ADVICE FOR HIRING MANAGERS
- Write a clear, competitive job description. Our advice is to write a job description that is clear about the salary level and benefits. Make sure the position sounds attractive, but not simply through an inflated salary. Make a special effort to sell the job and the company. Too often, we get bland job descriptions that do not highlight the great strengths of the organization or what it offers. Remember, you want to attract the best candidates to your company. You want to stand out in the industry.
- Have realistic timeframe expectations. Hiring the right person can take some time. It is important to be realistic and plan accordingly. From our experience, it typically takes two to three months to fill a position with an optimal candidate. Some positions can take six or more months. As we recommend with the candidates, have faith and be patient. The right people will find their way to you.
- Consider the best pool for candidates.

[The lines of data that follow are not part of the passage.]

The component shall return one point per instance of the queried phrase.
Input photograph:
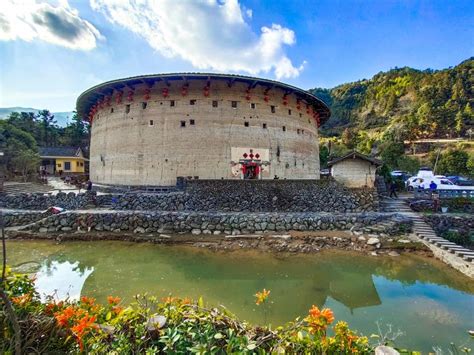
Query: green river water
(431, 303)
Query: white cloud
(58, 24)
(210, 34)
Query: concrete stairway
(424, 230)
(397, 205)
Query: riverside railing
(443, 194)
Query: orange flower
(113, 300)
(328, 314)
(319, 320)
(169, 299)
(22, 300)
(314, 311)
(87, 300)
(262, 297)
(117, 309)
(85, 325)
(64, 316)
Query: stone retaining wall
(256, 196)
(221, 222)
(218, 195)
(41, 201)
(13, 219)
(442, 223)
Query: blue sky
(52, 51)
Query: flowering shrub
(170, 325)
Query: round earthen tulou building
(150, 130)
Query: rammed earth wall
(218, 195)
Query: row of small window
(192, 122)
(193, 102)
(67, 165)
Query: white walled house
(354, 169)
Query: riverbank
(292, 242)
(405, 291)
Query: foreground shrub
(170, 325)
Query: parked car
(442, 183)
(461, 181)
(400, 174)
(415, 182)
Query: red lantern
(118, 98)
(247, 95)
(147, 95)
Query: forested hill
(414, 103)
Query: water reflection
(61, 279)
(430, 302)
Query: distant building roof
(353, 155)
(60, 152)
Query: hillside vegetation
(414, 103)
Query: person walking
(393, 189)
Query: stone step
(463, 252)
(454, 249)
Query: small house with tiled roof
(354, 169)
(62, 160)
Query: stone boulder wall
(216, 195)
(41, 201)
(13, 219)
(256, 196)
(221, 222)
(442, 223)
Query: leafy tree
(453, 162)
(77, 132)
(20, 150)
(323, 156)
(470, 165)
(26, 162)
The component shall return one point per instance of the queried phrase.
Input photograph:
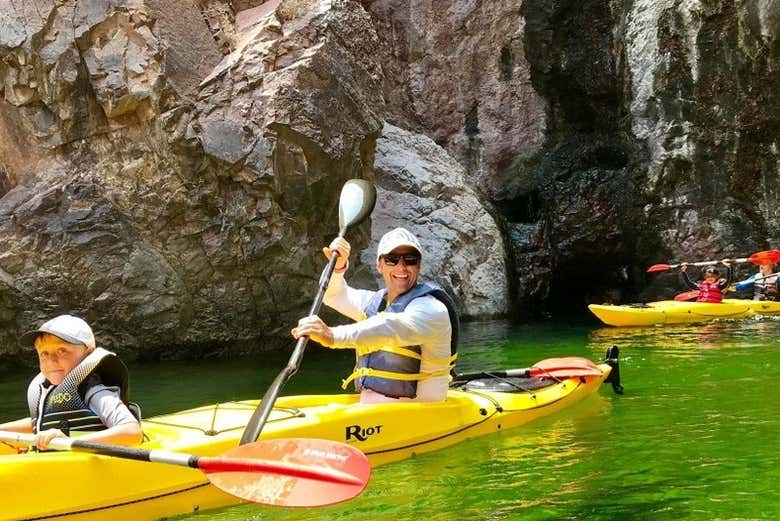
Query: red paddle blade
(765, 257)
(292, 472)
(687, 295)
(565, 367)
(658, 267)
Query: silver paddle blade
(356, 202)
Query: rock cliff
(169, 169)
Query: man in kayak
(81, 387)
(763, 283)
(712, 287)
(406, 334)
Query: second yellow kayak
(675, 312)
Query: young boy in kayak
(81, 387)
(405, 335)
(712, 287)
(764, 283)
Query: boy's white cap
(71, 329)
(395, 238)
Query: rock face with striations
(170, 168)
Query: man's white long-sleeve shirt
(424, 322)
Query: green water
(695, 436)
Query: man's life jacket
(710, 292)
(395, 371)
(63, 406)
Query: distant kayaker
(712, 287)
(763, 283)
(81, 387)
(406, 334)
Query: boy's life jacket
(63, 406)
(710, 292)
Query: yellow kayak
(676, 312)
(82, 486)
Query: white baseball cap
(71, 329)
(395, 238)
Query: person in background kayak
(81, 387)
(405, 335)
(763, 283)
(712, 287)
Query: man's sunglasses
(410, 259)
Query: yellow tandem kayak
(81, 486)
(676, 312)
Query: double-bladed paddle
(758, 258)
(747, 284)
(355, 204)
(291, 472)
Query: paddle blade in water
(658, 267)
(312, 473)
(565, 367)
(765, 257)
(687, 295)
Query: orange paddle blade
(765, 257)
(312, 472)
(658, 267)
(565, 367)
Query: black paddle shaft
(260, 415)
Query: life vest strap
(405, 351)
(390, 375)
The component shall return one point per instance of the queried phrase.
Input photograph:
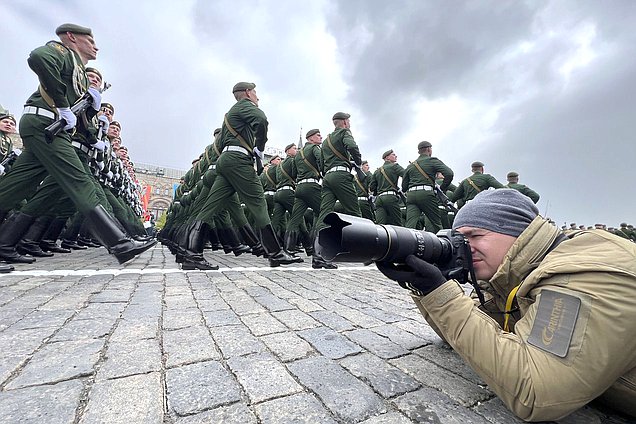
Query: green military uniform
(448, 216)
(384, 185)
(473, 185)
(523, 189)
(418, 183)
(308, 193)
(364, 195)
(337, 151)
(284, 196)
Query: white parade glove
(97, 98)
(258, 152)
(104, 121)
(68, 116)
(100, 145)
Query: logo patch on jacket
(555, 321)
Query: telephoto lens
(353, 239)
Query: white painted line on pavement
(90, 272)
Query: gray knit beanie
(504, 211)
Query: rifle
(444, 200)
(80, 106)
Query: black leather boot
(11, 232)
(49, 239)
(5, 268)
(193, 257)
(30, 243)
(291, 242)
(277, 255)
(104, 227)
(249, 235)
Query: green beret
(340, 115)
(95, 71)
(75, 29)
(423, 145)
(108, 106)
(312, 132)
(7, 115)
(242, 86)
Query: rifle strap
(282, 169)
(237, 135)
(271, 181)
(383, 171)
(334, 151)
(364, 190)
(313, 168)
(474, 185)
(419, 168)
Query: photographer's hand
(416, 275)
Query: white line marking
(89, 272)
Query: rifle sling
(237, 135)
(383, 171)
(313, 168)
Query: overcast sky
(544, 88)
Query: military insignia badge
(555, 321)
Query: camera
(353, 239)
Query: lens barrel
(353, 239)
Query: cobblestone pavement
(85, 340)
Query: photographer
(558, 329)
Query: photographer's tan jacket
(586, 345)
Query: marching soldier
(475, 184)
(384, 185)
(513, 182)
(365, 201)
(243, 136)
(60, 67)
(419, 184)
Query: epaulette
(61, 48)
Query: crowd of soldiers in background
(109, 164)
(392, 195)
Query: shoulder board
(61, 48)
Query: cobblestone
(86, 340)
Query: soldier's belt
(417, 188)
(338, 168)
(309, 180)
(34, 110)
(237, 149)
(80, 146)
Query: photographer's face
(488, 249)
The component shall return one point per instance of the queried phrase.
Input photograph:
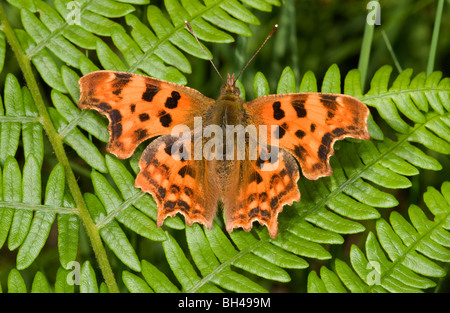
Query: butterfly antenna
(193, 34)
(257, 51)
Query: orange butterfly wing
(138, 107)
(260, 191)
(309, 124)
(179, 185)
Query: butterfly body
(216, 166)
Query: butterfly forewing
(251, 189)
(309, 124)
(138, 107)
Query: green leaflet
(40, 226)
(88, 282)
(10, 131)
(31, 194)
(409, 250)
(112, 234)
(402, 257)
(40, 284)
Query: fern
(39, 187)
(405, 256)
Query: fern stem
(364, 55)
(58, 147)
(435, 37)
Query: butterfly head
(230, 86)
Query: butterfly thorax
(229, 105)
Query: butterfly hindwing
(263, 188)
(178, 183)
(309, 124)
(138, 107)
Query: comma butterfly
(307, 125)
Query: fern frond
(403, 256)
(157, 50)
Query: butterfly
(304, 127)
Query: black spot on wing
(144, 117)
(150, 92)
(121, 80)
(300, 134)
(328, 101)
(165, 120)
(299, 107)
(172, 102)
(140, 134)
(278, 113)
(186, 170)
(279, 132)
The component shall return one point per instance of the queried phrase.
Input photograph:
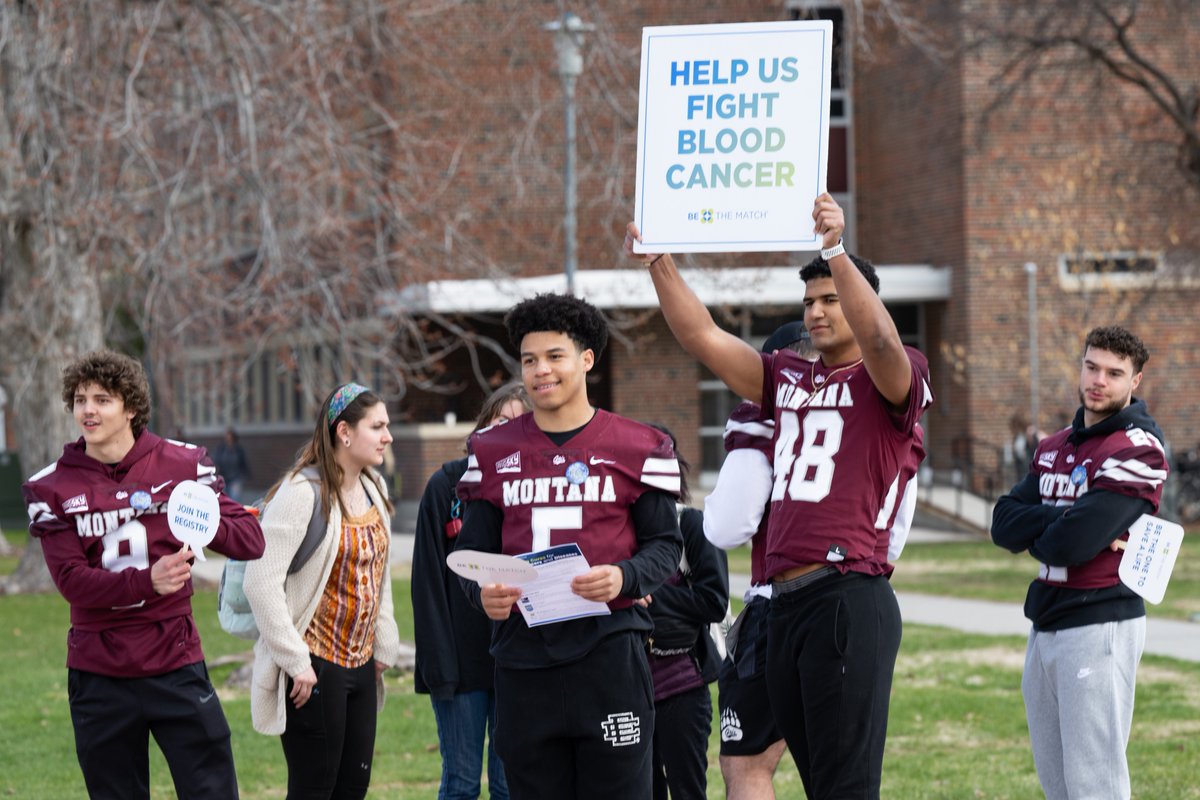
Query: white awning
(771, 286)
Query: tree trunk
(49, 292)
(31, 367)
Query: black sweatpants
(682, 725)
(113, 719)
(329, 741)
(831, 653)
(582, 729)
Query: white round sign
(193, 513)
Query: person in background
(327, 632)
(683, 655)
(453, 663)
(135, 663)
(736, 511)
(1086, 485)
(232, 464)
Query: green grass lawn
(957, 725)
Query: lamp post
(1031, 270)
(569, 32)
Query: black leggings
(831, 653)
(330, 740)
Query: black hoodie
(1085, 488)
(453, 637)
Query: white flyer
(549, 599)
(490, 567)
(1150, 557)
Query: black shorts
(748, 726)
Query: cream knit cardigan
(283, 603)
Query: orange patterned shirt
(342, 630)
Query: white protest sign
(1150, 557)
(490, 567)
(193, 513)
(732, 136)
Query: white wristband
(833, 252)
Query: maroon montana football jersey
(1129, 462)
(102, 527)
(839, 449)
(580, 492)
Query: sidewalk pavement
(1174, 638)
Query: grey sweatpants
(1079, 687)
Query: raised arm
(732, 360)
(883, 354)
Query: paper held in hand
(550, 597)
(490, 567)
(193, 513)
(1150, 557)
(545, 577)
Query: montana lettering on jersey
(1131, 462)
(102, 527)
(832, 396)
(101, 523)
(558, 489)
(579, 493)
(838, 458)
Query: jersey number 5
(546, 518)
(807, 476)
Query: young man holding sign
(845, 426)
(133, 653)
(1086, 486)
(574, 698)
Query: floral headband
(343, 397)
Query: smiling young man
(574, 699)
(1086, 486)
(135, 665)
(845, 425)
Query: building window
(840, 178)
(1117, 270)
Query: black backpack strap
(317, 523)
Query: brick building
(952, 184)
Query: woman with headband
(327, 630)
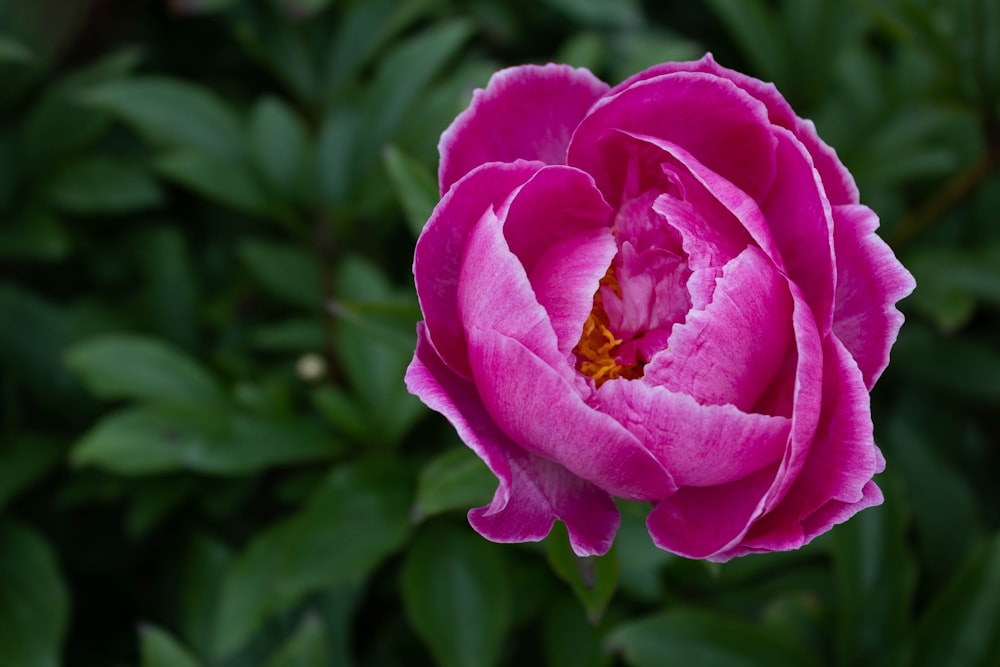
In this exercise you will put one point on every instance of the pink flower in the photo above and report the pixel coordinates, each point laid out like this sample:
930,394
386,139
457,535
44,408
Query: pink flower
666,292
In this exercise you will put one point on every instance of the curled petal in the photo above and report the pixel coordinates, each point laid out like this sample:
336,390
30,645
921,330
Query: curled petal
701,445
730,351
870,280
710,117
540,411
437,258
837,181
532,492
801,225
835,480
502,124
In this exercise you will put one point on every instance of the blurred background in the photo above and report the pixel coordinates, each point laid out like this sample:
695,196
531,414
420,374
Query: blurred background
207,454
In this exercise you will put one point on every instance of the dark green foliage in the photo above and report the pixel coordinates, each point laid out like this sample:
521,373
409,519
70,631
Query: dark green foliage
207,454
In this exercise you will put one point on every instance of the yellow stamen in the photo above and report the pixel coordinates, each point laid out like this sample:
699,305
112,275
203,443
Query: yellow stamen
596,351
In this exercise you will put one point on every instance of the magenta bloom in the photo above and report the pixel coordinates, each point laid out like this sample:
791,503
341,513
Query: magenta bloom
666,292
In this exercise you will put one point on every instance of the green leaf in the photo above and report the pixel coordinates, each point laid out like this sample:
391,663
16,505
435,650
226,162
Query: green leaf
34,601
226,182
305,648
159,649
876,577
405,72
962,626
140,367
279,143
33,337
355,519
203,564
593,579
160,438
375,351
172,294
696,638
415,187
754,26
570,639
24,459
174,114
101,184
285,271
457,596
13,51
34,234
455,479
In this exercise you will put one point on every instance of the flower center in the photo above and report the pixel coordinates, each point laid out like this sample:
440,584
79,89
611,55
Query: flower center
597,351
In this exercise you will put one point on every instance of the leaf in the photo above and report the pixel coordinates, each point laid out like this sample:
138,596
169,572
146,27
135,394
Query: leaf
305,648
174,114
570,639
962,626
145,368
223,181
33,337
172,293
279,143
374,352
593,579
456,596
159,649
455,479
356,518
203,564
34,234
415,187
285,271
754,26
101,184
24,459
34,600
404,72
876,577
696,638
158,439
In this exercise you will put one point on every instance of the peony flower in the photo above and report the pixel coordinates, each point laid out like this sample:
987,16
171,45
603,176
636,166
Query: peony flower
665,292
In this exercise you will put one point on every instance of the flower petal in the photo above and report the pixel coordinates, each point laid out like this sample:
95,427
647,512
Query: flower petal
726,129
870,280
437,258
532,492
542,412
527,112
494,293
837,181
558,225
730,351
801,224
835,480
701,445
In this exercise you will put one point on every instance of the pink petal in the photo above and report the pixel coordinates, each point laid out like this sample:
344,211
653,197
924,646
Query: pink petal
723,127
532,492
702,522
541,411
870,280
835,481
494,293
440,249
701,445
801,224
837,181
730,351
527,112
558,225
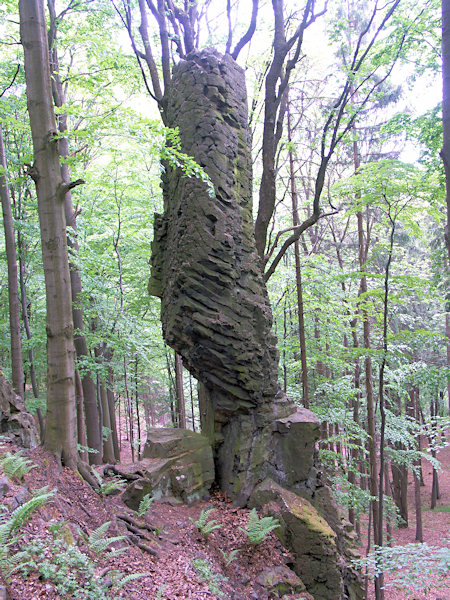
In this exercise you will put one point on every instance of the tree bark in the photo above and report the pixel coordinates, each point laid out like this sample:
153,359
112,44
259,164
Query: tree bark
181,404
298,274
61,430
445,152
18,381
91,411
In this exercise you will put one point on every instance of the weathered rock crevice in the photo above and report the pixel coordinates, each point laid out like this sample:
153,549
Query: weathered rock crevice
15,420
214,305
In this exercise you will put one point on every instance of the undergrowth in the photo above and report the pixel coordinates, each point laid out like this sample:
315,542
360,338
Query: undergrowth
56,557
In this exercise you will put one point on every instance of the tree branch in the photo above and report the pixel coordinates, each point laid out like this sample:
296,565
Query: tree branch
249,33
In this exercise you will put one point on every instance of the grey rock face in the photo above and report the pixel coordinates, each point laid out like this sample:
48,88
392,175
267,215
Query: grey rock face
177,467
215,309
14,418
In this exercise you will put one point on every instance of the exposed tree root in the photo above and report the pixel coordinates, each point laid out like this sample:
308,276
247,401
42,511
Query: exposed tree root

Even though we are a recruiting firm, we do advise that companies also look internally to fill their openings. Promoting people from within sends out a positive message to your employees that there are career advancement opportunities in the organization and that you value the talent you have.
If you can’t find anyone internally, or you decide that you need a “fresh perspective,” there are some tips in this area. While we find recruiting to be great fun, it is also very hard work. For each applicant we put forward, we typically will have reviewed between 20 and 100 candidates. And these are pre-qualified folks already in our database. If you decide to do staffing independently, you will need to focus your advertising and job postings in the right places. And ideally, you should plan to filter a large number of candidates.
- Consider the best type of recruiter. If you are looking to hire or looking to be hired, a recruiter can be a great resource. There are different types of organizations in the industry, so choose the type that works best for you. Larsen Globalization is what would be considered a specialist organization; we focus specifically on the localization and globalization industry. All of us have prior experience in the industry as vendors, clients, managers, strategists, or producers. Thus, we know the particular needs of this community, and it works to our advantage to stay focused on it.
There are “generalist” organizations that recruit in this space as well. But they also recruit for other industries, like IT or general executive staffing. A generalist organization might have a broader reach in more areas, which is good if you want to cast a wide net, but be cautious of businesses that are “CV factories.” As a candidate, you don’t want your personal information blasted to every company with weak mail filters. And as a hiring organization, you will not want to have to filter through volumes of inappropriate candidates.
Staffing and recruiting is an organic process. The perfect position or candidate can appear at any time. With some strategic planning and advanced consideration, you can make the process of finding a new job or adding talent to your organization much more effective and inviting.